Endometriosis is a disease in which tissue that usually grows inside the uterus spreads to areas outside the uterus. It is characterised by severe pain in the pelvic area, which often coincides with menstrual periods.
This common disease, which is estimated to affect about 176 million women worldwide, is typically accompanied by a number of myths and misconceptions. We separate the myths from the facts so you know more about this condition:
Myth 1: If I’m diagnosed with endometriosis, it means that I’m infertile.
The truth is that endometriosis does not equal infertility. “In some instances, people with endometriosis do conceive and have a normal, healthy baby,” says Dr Abri de Bruin, a gynaecologist and reproductive medicine specialist. “We also know that not all women who have babies have been tested for endometriosis and we do not know how many healthy women who have babies actually have underlying endometriosis.” However, the more severe the endometriosis is, the greater the impact is likely to be on conceiving successfully.
Myth 2: Endometriosis only affects women from their 30s onwards.
“Younger women can – and most certainly do – suffer from severe endometriosis. I have patients who are still in their teens with severe disease affecting their bowels and ovaries,” says Dr de Bruin.
The endometriosis-age myth is related to the fact that the initial diagnosis of endometriosis (prior to the 1970s) was only possible by laparotomy, a major surgical procedure involving deep incisions to the abdomen. This procedure was only considered in women past childbearing age, leading to the misconception that only older women suffered from endometriosis.
However, in 1994, Drs David Barlow, Stephen Kennedy and Helen Mardon of Oxford University, England conducted a study of women diagnosed with endometriosis in the United States and United Kingdom. They found that the average age when pain symptoms began was 22, with this age ranging from 10 to 46 years old.
Myth 3: A hysterectomy will cure endometriosis.
By definition, endometriosis is a disease that occurs outside the uterus. “We do not know what causes endometriosis – we only know that the uterus has a role to play in the disease.
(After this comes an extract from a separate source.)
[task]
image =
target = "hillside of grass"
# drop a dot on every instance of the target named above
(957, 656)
Removing only the uterus – and not the endometriotic growths outside the uterus – will not eradicate the disease and the disease will therefore continue growing,” says Dr de Bruin.
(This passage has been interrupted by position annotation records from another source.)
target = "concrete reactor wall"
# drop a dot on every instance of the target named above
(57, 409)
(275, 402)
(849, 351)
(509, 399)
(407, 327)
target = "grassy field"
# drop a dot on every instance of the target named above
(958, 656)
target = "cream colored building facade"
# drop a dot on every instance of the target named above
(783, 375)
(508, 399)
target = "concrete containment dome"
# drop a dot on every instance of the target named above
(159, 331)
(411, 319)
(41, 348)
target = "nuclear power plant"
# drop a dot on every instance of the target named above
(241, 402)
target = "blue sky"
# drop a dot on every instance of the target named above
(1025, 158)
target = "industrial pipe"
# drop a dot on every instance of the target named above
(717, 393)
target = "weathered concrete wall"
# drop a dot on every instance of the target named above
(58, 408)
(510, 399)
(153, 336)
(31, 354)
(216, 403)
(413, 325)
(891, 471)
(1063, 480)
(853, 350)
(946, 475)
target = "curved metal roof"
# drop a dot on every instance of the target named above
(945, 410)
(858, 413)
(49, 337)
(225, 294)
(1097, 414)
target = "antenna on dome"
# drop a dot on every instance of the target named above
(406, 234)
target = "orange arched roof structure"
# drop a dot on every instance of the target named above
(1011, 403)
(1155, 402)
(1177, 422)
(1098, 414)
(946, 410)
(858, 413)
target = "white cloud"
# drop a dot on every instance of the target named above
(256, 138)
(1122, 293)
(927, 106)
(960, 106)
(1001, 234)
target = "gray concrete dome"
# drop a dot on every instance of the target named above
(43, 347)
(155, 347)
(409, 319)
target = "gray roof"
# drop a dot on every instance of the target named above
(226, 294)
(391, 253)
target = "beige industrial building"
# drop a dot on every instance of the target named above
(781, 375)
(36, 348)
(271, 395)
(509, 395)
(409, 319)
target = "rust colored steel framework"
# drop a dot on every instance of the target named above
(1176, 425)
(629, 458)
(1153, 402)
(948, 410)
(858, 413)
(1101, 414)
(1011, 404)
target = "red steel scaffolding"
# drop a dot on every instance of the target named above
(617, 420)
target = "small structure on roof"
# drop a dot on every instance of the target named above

If a hysterectomy is planned in a patient with endometriosis, the disease (that is, all endometriotic growths) should be removed at the time of the hysterectomy.
Myth 4: Pregnancy can cure endometriosis.
Although pregnancy (and the absence of menstrual periods) may temporarily mask the symptoms of endometriosis, endometriosis can return once the baby has been delivered. However, the return of symptoms may be delayed by extended breastfeeding, if this delays the return of menstrual periods.
Myth 5: Endometrial pain is a fact of life – I just have to deal with it.
Although endometriosis can’t be cured, there are many options available to patients for managing the disease. “Appropriate treatment depends on various factors, including age, symptoms and fertility status and fertility wishes,” says Dr de Bruin. “These options can include medical treatment, injections, fertility treatment, surgery for the disease, hysterectomy and others. The important thing to remember is that you do not have to suffer in silence. Speak to your doctor about a solution that meets your needs.”